The most noticeable effect of Republic Day, apart from all the official buildings like banks and embassies being shut, is the large amount of drinking that goes on. Senegal and Mali are pretty Islamic in their approach to life, and although they're far from strict when it comes to alcohol, you don't tend to see people drinking in public – most pubs are hidden away from the street, and although large signs advertising Flag, Castel and Guinness hang outside, you don't often get to see the infidels actually consuming alcohol. I remember getting a Coke one morning from the bottle-shop warehouse on the river front in Mopti, and as Brook and I stood there sipping what was to be our last cold drink before four days of corrugated hell on the public pinasse, a man came in, handed some cash to the proprietor, mumbled something under his breath, took the bottle that was handed to him and stood behind a stack of crates. I could still see him, and although it was 10am and Ramadan, he cracked open the chilled bottle of Castel and necked it in two or three long chugs. A swift burp later he dropped the bottle innocently into a crate of empties and strode out into the street, whistling. This struck me as odd, not so much because of the obvious alcohol problem this implied, but because you just don't see that much public drinking in the Sahel, at least not compared to the West. But there are alcoholics in West Africa just as there are alcoholics the world over, it's just that in Islamic Africa, they hide well.
But Burkina's capital doesn't seem to care about spilling its parties onto the street. Just around the corner from the fondation, in an unlikely position sandwiched between the city's Christian cemetery and the disappointingly ugly city cathedral, lies Rue Joseph Badoua, which is home to all sorts of shady looking bars with glowing neon lights, blaring music and dimly lit tables cluttered with empty bottles. This is where the hardcore come to drink, and from the early hours of Republic Day the bars are full of people knocking back bottles of beer, spirits and probably some strange local brews as well.

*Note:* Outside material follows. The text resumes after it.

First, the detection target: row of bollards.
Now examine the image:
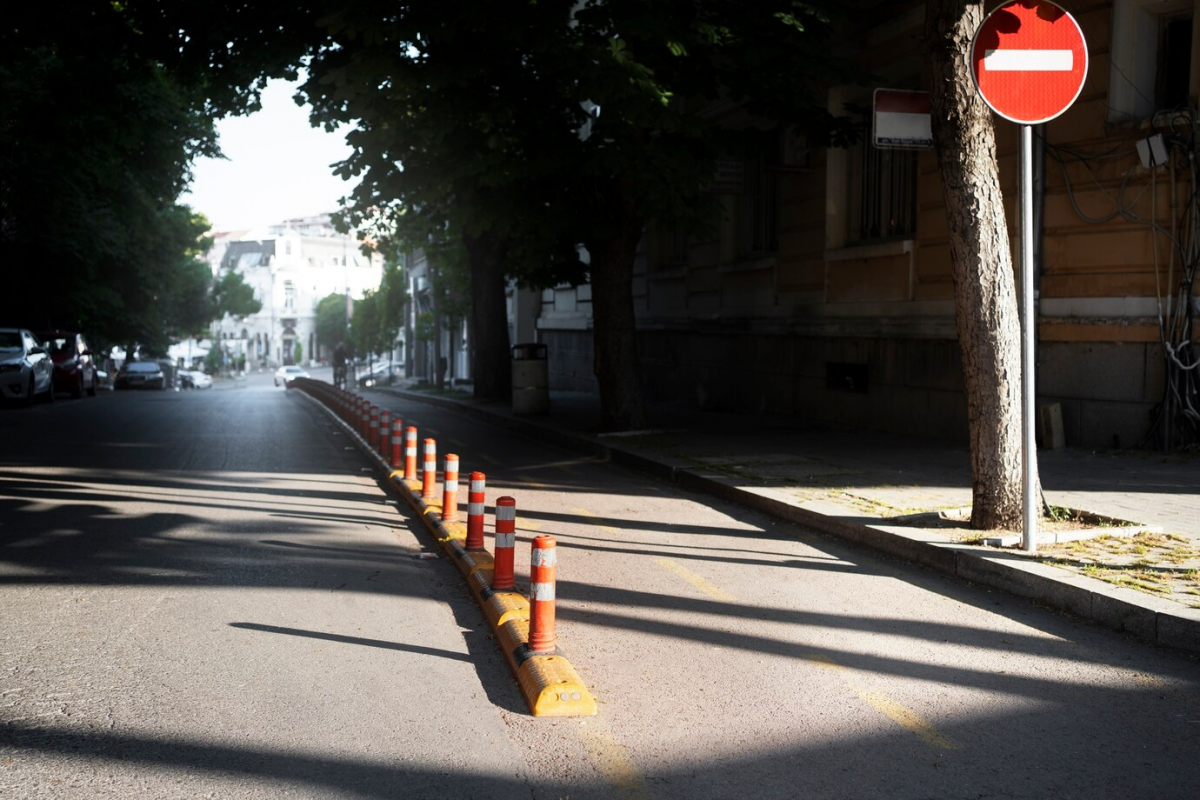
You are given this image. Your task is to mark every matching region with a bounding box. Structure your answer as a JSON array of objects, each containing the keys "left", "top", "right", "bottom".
[{"left": 307, "top": 381, "right": 558, "bottom": 655}]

Mopeds lined up in front of the bars promise some interesting driving later in the day and this infectious celebration seems to permeate the rest of the city, though elsewhere there isn't quite as much overt decadence in sight. It was even enough to persuade me to have a couple of big beers at the Sindabad that night, quite a luxury for your average budget traveller.
And that was Ouagadougou. Perhaps it's precisely because tourists shoot straight through that it hasn't developed an attitude problem towards the white man; indeed, in Ouaga I saw more white people driving around than in any other place I've yet visited, and I met people from the UN Development Programme and wandered past what looked like a large UNICEF building, so perhaps the white invasion here has been aid-based instead of tourist-based. Whatever the reason, I thoroughly liked Ouaga and found it to be an easy-going and relaxing city, and after the turgid boredom of waiting around in Mopti, it was a relief to be enjoying my time in a town full of nothing to do.